SBA honors Veterans, their entrepreneurial spirit
By Seth Goodall
Small Business Administration New England Regional Administrator
Across America, there are thousands of Veterans and transitioning servicemembers looking to start their own businesses. These men and women are proven leaders.
Each year, more than 250,000 servicemembers transition out of the military. Veterans possess the unique skills, experience, leadership and drive make them well suited to start businesses and create jobs in their communities.
Today, there are approximately 2.5 million Veteran-owned businesses employing nearly 6 million individuals.

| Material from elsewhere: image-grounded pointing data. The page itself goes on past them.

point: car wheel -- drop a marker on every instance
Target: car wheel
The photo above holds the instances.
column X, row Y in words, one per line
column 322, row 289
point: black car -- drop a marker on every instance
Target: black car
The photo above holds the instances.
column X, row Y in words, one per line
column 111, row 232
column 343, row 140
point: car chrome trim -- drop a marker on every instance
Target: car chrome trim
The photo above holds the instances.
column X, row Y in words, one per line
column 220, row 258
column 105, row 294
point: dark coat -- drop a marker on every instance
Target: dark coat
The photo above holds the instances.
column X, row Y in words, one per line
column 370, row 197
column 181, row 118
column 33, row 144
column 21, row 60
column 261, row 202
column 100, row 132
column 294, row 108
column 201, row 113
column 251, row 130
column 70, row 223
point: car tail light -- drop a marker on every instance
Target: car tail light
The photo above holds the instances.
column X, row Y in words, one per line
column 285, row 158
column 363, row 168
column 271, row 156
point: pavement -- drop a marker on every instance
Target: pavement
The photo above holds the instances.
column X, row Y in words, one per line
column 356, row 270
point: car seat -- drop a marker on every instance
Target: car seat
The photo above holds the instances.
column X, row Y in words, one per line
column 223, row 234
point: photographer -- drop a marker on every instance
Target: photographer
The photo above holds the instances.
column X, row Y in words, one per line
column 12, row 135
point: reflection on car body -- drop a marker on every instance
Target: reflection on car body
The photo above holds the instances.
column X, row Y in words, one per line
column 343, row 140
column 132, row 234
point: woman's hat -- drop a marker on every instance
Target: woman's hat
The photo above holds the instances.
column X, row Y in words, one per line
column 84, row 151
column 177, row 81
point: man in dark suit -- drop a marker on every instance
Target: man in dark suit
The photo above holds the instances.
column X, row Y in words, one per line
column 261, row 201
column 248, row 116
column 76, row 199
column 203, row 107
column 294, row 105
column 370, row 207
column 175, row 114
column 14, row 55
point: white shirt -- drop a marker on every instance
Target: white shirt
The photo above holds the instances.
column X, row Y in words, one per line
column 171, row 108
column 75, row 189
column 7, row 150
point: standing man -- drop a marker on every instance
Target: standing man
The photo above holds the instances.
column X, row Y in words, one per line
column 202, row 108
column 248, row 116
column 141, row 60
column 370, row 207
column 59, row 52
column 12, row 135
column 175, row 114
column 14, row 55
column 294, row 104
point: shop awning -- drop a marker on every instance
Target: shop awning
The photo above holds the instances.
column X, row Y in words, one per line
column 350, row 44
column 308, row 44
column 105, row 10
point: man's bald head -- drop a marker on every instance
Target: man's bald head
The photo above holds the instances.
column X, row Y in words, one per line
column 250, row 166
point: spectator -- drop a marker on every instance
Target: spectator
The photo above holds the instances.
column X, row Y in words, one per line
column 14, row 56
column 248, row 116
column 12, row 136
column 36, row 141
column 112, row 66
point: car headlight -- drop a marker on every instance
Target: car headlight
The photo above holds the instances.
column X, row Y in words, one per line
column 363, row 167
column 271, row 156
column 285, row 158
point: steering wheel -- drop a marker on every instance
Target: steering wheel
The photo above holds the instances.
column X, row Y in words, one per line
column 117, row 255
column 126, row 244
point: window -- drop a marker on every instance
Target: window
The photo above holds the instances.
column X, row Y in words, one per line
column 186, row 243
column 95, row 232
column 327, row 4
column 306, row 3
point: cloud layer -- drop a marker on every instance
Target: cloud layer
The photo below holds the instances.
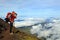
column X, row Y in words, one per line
column 50, row 29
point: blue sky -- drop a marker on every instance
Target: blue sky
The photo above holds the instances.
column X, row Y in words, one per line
column 31, row 8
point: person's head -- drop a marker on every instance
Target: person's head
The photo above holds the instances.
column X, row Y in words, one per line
column 14, row 13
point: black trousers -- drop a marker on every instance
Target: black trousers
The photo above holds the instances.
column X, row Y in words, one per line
column 11, row 27
column 11, row 24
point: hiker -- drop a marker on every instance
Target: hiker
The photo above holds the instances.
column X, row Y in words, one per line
column 10, row 18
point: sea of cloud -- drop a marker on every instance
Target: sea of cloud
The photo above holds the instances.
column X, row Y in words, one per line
column 47, row 28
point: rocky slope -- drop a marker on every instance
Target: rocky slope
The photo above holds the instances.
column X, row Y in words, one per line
column 18, row 34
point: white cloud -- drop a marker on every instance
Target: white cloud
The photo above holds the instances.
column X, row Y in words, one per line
column 29, row 22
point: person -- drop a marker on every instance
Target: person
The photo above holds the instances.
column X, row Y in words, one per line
column 10, row 18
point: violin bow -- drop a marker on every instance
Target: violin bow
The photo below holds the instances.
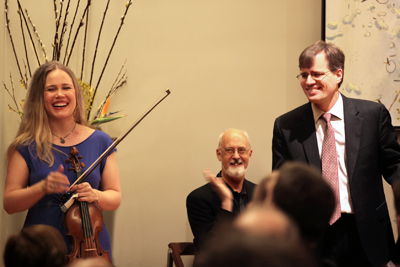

In the private sector workforce, Veterans are more likely than those with no active-duty military experience to be self-employed.
At the U.S. Small Business Administration and the Vermont District Office, we are committed to ensuring Veterans have access to the capital, counseling and federal contracting opportunities they need to start, build and grow successful small businesses.
In Fiscal Year 2013, SBA supported more than $1.8 billion in lending to more than 3,000 Veteran-owned small businesses and eight percent of the Vermont District Office’s loans were made to Veterans. As part of our partnership with the lending community, SBA is working with the top national, regional and community lenders to collectively increase lending activity to Veterans by five percent per year for the next five years through the SBA Veteran Pledge Initiative.
SBA also offers special assistance to small businesses owned by or employing activated Reserve and National Guard members. For example, military reservist business owners and companies employing a military reservist in a key position may qualify for SBA’s Military Reservist Economic Injury Disaster Loan program when an active duty call-up results in a financial hardship on the business.
The SBA also provides counseling for small businesses looking to take their business to the next level. Research shows small businesses with a counselor experience see increased sales and longevity and have hired more workers. SBA supports a nationwide network of Veteran Business Opportunity Centers, along with SBA’s other resource partners, providing business counseling and training. In 2013, with our resource partner network, SBA has trained and counseled more than 107,000 Veteran business owners to date.
SBA also connects Veteran-owned small businesses with federal contracts. Veteran-owned small businesses were awarded more than $12.2 billion in federal contracting in FY 2012. For the first time, the federal government exceeded the three percent goal to contract with Service Disabled Veteran-Owned Small Businesses.
The Vermont District Office’s Veteran Business Officer, Chris Herriman, continues to work day-in and day-out to reaching out to Veterans. Herriman ensures Veterans are aware of the SBA tools and resources that can assist start and grow a business. The SBA has increased outreach via Veteran-focused events and training programs, including Veteran Women Igniting the Spirit of Entrepreneurship. It provides business assistance to female Veterans wanting to start or grow a small business.
After World War II, Veterans helped reshape the American economy. They contributed to one of the longest periods of economic growth U.S. history. At the SBA, we know that with the right tools and opportunities, Veterans can continue to build our economy for the long-term.